Headquartered in Beaumont, Texas, Conn's is an appliance and electronics store aimed at creating a more personal atmosphere than can be had at larger box stores like Lowe's (NYSE:LOW) or The Home Depot (NYSE:HD). Evidently, they've had immense success. Since 2000, Conn's has doubled the amount of stores it has operating as it has grown from 28 to 56 locations. Gross revenues have also doubled in the same time while total debt is only a third of what it was five years ago. Today, Conn's ranks as the 8th largest appliance and 66th largest consumer electronics retailer in the country.
Many of the company's locations are situated in the Gulf Coast area, with a major presence in both Houston and Baton Rouge. Conn's benefited greatly from the increase in sales due to the destruction of Hurricane Rita and stands to gain even more as the hurricane season picks back up in June.

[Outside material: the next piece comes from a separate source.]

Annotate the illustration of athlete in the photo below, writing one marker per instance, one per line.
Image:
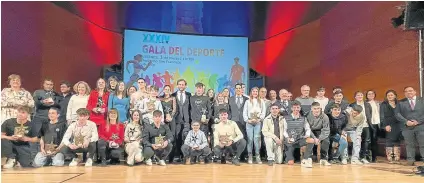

The profitability and growth capability in the Conn's franchise makes it attractive to investors and acquisition activity alike. It doesn't seem unlikely to suggest that a buy-out offer could surface inside the next 2-3 years. However there is a concern of just how much of this attractive growth can continue. The appliance and home wares segment is very competitive with the likes of Wal-Mart (NYSE:WMT) and home improvement stores doing their best to give it to the little guy. And competing with Best Buy (NYSE:BBY) and Circuit City (NYSE:CC) for electronics dollars is almost always an exercise in masochism.
Nevertheless, with a P/E in the low 20s and projected growth to be in the 30 percent range, we believe Conn's could be a $45 stock by the middle of the year.
(At the time of publication, author Tanner Callais was not long shares of CONN).